My 7-year-old daughter discovered the connection between work and money this weekend and she went all in finding things she could get paid to do.
We’re a family that talks openly about our finances. Our kids know how much our house is worth – as if Zillow doesn’t tell everyone anyway – and how much our cars cost (and why we’re perfectly content to have both of them paid off).
We talk about the decisions we make when it comes to spending on things we need and things we want.
And more than anything we do our best to connect labor and earning with the financial decisions we make.

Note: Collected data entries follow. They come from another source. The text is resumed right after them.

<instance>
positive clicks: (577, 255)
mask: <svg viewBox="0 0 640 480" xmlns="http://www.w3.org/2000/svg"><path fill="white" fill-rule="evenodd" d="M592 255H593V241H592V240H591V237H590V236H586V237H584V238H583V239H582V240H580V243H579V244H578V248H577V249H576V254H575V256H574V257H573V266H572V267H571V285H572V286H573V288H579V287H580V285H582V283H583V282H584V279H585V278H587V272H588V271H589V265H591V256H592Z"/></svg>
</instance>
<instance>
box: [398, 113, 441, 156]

What she can earn money for doing is different from what she and her sisters are expected to do around the house. They have obligations, just as my wife and I do, to do things around the house – feeding dogs and picking up after them, putting their clothes away, cleaning their room, etc. They don’t get paid to do that.

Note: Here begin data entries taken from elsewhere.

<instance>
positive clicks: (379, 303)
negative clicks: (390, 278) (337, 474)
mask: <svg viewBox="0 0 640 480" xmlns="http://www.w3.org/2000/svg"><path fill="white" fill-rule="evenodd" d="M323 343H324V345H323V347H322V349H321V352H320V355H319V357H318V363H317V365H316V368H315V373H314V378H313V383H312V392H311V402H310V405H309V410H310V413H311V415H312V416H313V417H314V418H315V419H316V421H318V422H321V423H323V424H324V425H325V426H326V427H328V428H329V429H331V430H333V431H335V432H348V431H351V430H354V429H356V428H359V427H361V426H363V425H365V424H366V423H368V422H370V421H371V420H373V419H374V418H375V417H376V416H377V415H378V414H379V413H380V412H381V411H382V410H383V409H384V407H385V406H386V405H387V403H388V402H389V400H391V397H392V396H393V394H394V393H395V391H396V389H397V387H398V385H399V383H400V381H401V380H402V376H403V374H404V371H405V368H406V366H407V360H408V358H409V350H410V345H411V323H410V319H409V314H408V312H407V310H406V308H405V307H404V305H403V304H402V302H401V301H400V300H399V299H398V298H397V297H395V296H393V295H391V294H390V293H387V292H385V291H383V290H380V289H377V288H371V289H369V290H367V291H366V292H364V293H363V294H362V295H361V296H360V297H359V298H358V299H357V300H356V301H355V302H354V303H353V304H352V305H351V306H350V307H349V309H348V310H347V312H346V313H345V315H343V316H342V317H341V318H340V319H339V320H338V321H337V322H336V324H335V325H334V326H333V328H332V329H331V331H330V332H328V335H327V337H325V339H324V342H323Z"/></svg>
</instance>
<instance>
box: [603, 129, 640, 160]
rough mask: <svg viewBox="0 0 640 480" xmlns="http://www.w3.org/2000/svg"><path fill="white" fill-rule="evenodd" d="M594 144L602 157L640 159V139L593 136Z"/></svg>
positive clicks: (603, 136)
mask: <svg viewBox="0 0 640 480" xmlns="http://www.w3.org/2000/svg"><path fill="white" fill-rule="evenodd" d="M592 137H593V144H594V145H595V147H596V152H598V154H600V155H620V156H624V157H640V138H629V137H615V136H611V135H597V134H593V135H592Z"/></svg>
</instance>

Their allowance – $1 for each year, so the 7-year-old gets $7 a week – is meant to teach them how to save, spend and be charitable with their money. This wasn’t my idea. This came directly from my friend Ron Lieber and his excellent kids and money book, The Opposite of Spoiled. I also got help from Susan Beacham, who created The Money Savvy Pig, a super-visual way to divide up the money you get into different uses.
But earning money, that was the spark that went off this weekend.
What drove it? A doll she wanted that we weren’t going to buy.
But once she started earning, she didn’t want to stop.
After making her own bed – no money for that – she made our bed, smoothing out the duvet and putting all the pillows in order. She earned $3.
She washed a bunch of water bottles that I didn’t want to wash and earned $2.
She negotiated with her middle sister to make her bed and now that sister is paying her $6 of her own money for the week.
She even cleaned up the doll room, which was a true mess that we had ignored by closing the door. That earned her $10. (Now, technically she should have done the last one for free as part of being a member of the family, but none of us wanted to do it and we’d all let it get a bit out of hand.)
What did she learn? She learned the connection between working and earning, for sure. But she also learned to negotiate and stand her ground. If the price wasn’t right, she held out until we came up. She also learned the opposite: that sometimes people talk you down, as when she asked for $20 to make our bed!
Best of all for me: she was self-motivated. We weren’t giving her tasks to do; she was finding them and coming to use with her offer.
How do you talk to your kids about earning money?